Даже Наталья, и та вмешалась в разговор. Глуша звонкий речитатив Дарьи, выкрикнула:

— Ежели хутор миром тронется — и мы не останемся! Пеши уйдем!

— Дуры! Сучки! — исступленно заорал Пантелей Прокофьевич, перекатывая глаза, невольно ища костыль. — Стервы, мать вашу курицу! Цыцьте, окаянные! Мущинское дело, а они равняются… Ну, давайте бросим все и пойдем куда глаза глядят! А скотину куда денем? За пазуху покладем? А курень?..

— Вы, бабочки, чисто умом тронулись! — обиженно поддержала его Ильинична. — Вы его, добро-то, не наживали, вам легко его кинуть. А мы со стариком день и ночь хрип гнули, да вот так-таки и кинуть? Нет уж! — она поджала губы, вздохнула. — Идите, а я с места не тронусь. Нехай лучше у порога убьют, — все легче, чем под чужим плетнем сдыхать!

Пантелей Прокофьевич подкрутил фитиль у лампы, сопя и вздыхая. На минуту все замолчали. Дуняшка, надвязывавшая паголенок чулка, подняла от спиц голову, шепотом сказала:

— Скотину с собой можно угнать… Не оставаться же из-за скотины.

И опять бешенство запалило старика. Он, как стоялый жеребец, затопал ногами, чуть не упал, споткнувшись о лежавшего у печки козленка. Остановившись против Дуняшки, оранул:

— Погоним! А старая корова починает, — это как? Докель ты ее догонишь? Ах ты, фитинов в твою дыхало! Бездомовница! Поганка! Гнида! Наживал-наживал им — и вот что припало услыхать!.. А овец? Ягнят куда денешь?.. Ох, ох, су-у-укина дочь! Молчала бы!

Григорий искоса глянул на Петра и, как когда-то, давным-давно, увидел в карих родных глазах его озорную, подтрунивающую и в то же время смиренно-почтительную улыбку, знакомую дрожь пшеничных усов. Петро молниеносно мигнул, весь затрясся от сдерживаемого хохота. Григорий и в себе радостно ощутил эту, несвойственную ему за последние годы податливость на смех, не таясь засмеялся глухо и раскатисто.

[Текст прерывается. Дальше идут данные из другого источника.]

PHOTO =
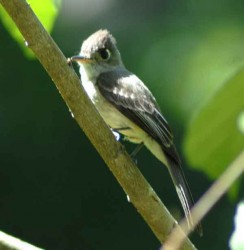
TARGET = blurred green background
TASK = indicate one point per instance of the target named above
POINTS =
(55, 191)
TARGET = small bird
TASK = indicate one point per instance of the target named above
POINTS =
(128, 107)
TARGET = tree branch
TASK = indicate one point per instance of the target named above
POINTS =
(134, 184)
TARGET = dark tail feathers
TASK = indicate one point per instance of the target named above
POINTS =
(183, 191)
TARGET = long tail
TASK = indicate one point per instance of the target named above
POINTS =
(183, 191)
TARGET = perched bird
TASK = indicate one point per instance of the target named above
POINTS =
(128, 106)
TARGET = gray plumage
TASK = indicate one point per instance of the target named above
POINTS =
(125, 102)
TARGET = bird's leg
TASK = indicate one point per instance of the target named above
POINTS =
(116, 131)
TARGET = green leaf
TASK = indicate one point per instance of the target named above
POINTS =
(46, 11)
(216, 136)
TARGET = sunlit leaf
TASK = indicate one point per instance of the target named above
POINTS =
(46, 11)
(215, 137)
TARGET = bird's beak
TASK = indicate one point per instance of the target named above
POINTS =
(81, 59)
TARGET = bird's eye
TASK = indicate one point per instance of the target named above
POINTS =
(105, 54)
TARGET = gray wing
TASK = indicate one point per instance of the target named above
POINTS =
(129, 95)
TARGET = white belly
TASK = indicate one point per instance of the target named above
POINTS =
(117, 120)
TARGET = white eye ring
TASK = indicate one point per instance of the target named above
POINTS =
(104, 54)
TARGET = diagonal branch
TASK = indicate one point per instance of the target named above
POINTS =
(134, 184)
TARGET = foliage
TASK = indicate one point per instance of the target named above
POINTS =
(46, 10)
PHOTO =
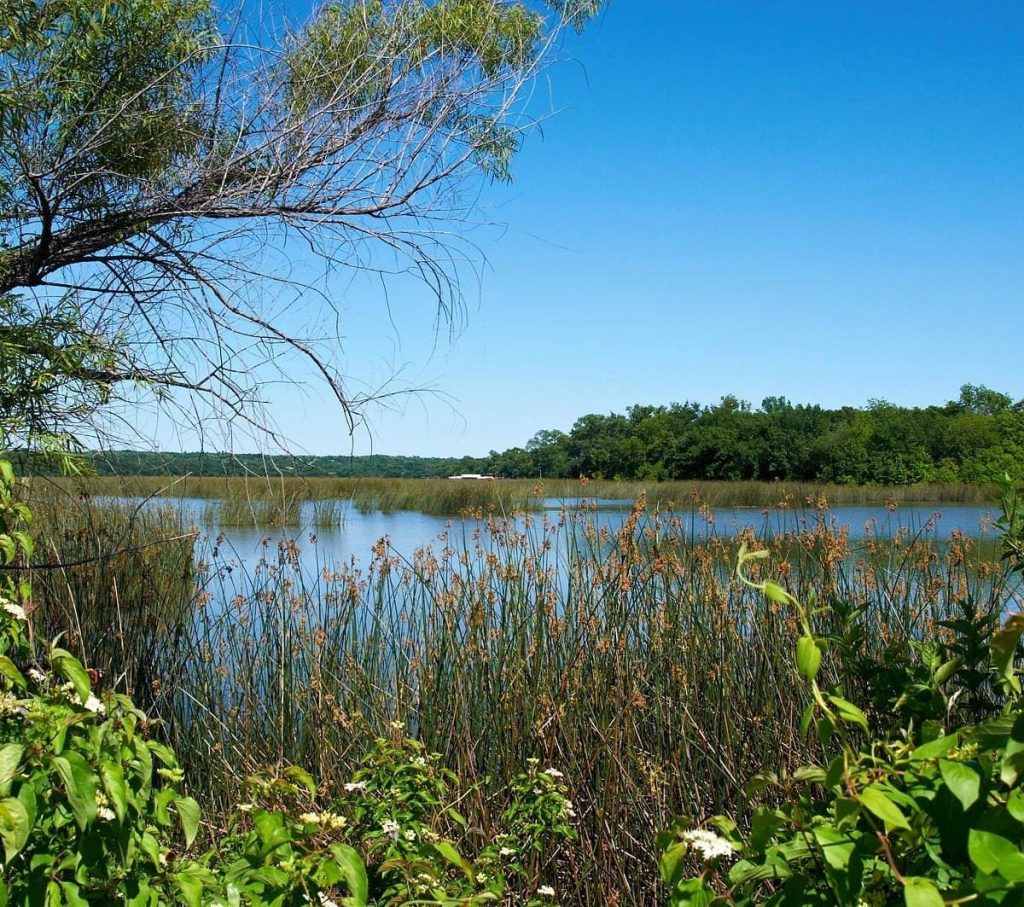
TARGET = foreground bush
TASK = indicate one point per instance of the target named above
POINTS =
(926, 811)
(91, 810)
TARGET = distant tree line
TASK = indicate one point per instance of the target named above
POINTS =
(125, 463)
(974, 439)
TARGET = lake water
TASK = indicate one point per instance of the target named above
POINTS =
(356, 532)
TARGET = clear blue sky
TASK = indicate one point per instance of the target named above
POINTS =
(823, 201)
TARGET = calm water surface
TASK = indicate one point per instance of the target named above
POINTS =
(355, 532)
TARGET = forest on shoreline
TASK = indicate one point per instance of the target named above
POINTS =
(975, 439)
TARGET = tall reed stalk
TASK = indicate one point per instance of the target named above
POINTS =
(629, 658)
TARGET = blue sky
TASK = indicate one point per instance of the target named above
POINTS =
(821, 201)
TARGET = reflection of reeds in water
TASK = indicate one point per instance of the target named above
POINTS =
(261, 513)
(329, 514)
(117, 581)
(449, 497)
(630, 659)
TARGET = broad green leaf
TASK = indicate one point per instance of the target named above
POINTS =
(301, 776)
(9, 671)
(692, 893)
(988, 849)
(922, 893)
(14, 826)
(189, 882)
(1004, 647)
(73, 895)
(1012, 867)
(935, 748)
(743, 871)
(354, 873)
(946, 671)
(114, 784)
(1015, 805)
(836, 847)
(80, 784)
(879, 803)
(1013, 757)
(10, 759)
(963, 780)
(808, 656)
(188, 813)
(71, 668)
(775, 593)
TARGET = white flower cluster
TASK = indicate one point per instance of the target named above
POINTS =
(103, 811)
(326, 819)
(14, 609)
(708, 844)
(9, 704)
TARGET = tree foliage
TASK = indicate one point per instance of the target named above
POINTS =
(156, 156)
(976, 438)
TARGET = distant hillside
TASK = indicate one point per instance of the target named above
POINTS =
(206, 464)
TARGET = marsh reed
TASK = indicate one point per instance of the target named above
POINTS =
(449, 498)
(630, 659)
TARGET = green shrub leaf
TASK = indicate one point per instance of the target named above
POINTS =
(987, 849)
(10, 759)
(354, 873)
(964, 781)
(71, 668)
(922, 893)
(808, 656)
(1004, 647)
(14, 826)
(879, 803)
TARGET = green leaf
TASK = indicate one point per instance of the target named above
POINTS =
(934, 748)
(114, 783)
(879, 803)
(922, 893)
(449, 852)
(14, 826)
(73, 895)
(964, 781)
(1015, 805)
(189, 881)
(80, 784)
(849, 713)
(354, 872)
(9, 671)
(987, 849)
(10, 759)
(673, 863)
(1012, 867)
(188, 813)
(836, 847)
(71, 668)
(808, 656)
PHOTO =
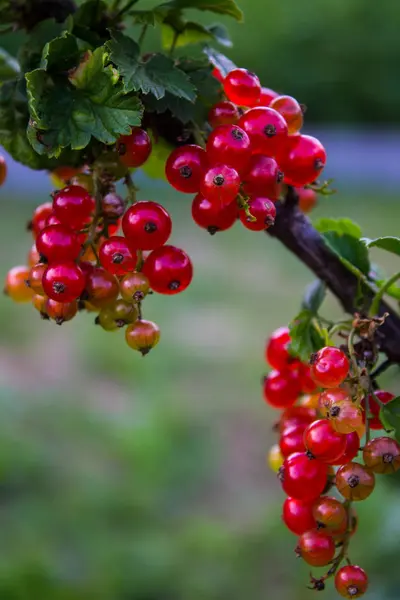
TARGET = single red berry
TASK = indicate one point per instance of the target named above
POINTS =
(169, 270)
(63, 282)
(185, 167)
(316, 548)
(354, 481)
(281, 388)
(40, 214)
(307, 199)
(220, 185)
(262, 210)
(292, 439)
(302, 477)
(223, 113)
(58, 243)
(229, 145)
(206, 215)
(73, 206)
(134, 149)
(329, 367)
(116, 256)
(242, 87)
(263, 177)
(323, 442)
(146, 225)
(298, 516)
(351, 581)
(266, 129)
(301, 158)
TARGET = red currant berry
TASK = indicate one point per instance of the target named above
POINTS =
(134, 149)
(382, 455)
(263, 177)
(262, 210)
(169, 270)
(73, 206)
(58, 243)
(116, 256)
(302, 159)
(146, 225)
(184, 168)
(63, 282)
(206, 215)
(220, 185)
(329, 367)
(316, 548)
(307, 199)
(242, 87)
(351, 581)
(354, 481)
(302, 477)
(223, 113)
(297, 516)
(281, 389)
(266, 129)
(229, 145)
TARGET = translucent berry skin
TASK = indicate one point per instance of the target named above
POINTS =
(351, 581)
(184, 168)
(63, 282)
(263, 177)
(266, 129)
(382, 455)
(303, 478)
(354, 481)
(266, 96)
(116, 256)
(169, 270)
(290, 110)
(302, 159)
(73, 206)
(220, 185)
(264, 212)
(223, 113)
(316, 548)
(208, 216)
(134, 149)
(15, 284)
(281, 389)
(229, 145)
(58, 243)
(142, 336)
(298, 516)
(242, 87)
(323, 442)
(374, 408)
(146, 225)
(329, 367)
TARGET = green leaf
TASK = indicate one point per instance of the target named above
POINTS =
(219, 61)
(9, 67)
(157, 75)
(314, 296)
(306, 337)
(390, 416)
(389, 243)
(222, 7)
(341, 226)
(95, 105)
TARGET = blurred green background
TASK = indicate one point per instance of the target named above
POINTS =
(124, 478)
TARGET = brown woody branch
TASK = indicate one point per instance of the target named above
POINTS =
(295, 231)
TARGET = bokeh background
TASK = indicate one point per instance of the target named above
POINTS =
(124, 478)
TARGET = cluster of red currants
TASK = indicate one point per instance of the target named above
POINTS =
(320, 428)
(253, 148)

— Ну, вот!.. Слава богу… Погутарили! — Старик гневно шибнул в него взглядом и сел, отвернувшись к окну, расшитому белым пухом инея.

Только в полночь пришли к общему решению: казакам ехать в отступ, а бабам оставаться караулить дом и хозяйство.

Задолго до света Ильинична затопила печь и к утру уже выпекла хлеб и насушила две сумы сухарей. Старик, позавтракав при огне, с рассветом пошел убирать скотину, готовить к отъезду сани. Он долго стоял в амбаре, сунув руку в набитый пшеницей-гарновкой закром, процеживая сквозь пальцы ядреное зерно. Вышел, будто от покойника: сняв шапку, тихо притворив за собой желтую дверь…

Он еще возился под навесом сарая, меняя на санях кошелку, когда на проулке показался Аникушка, гнавший на водопой корову. Поздоровались.

— Собрался в отступ, Аникей?

— Мне собраться, как голому подпоясаться. Мое — во мне, а чужое будет при мне!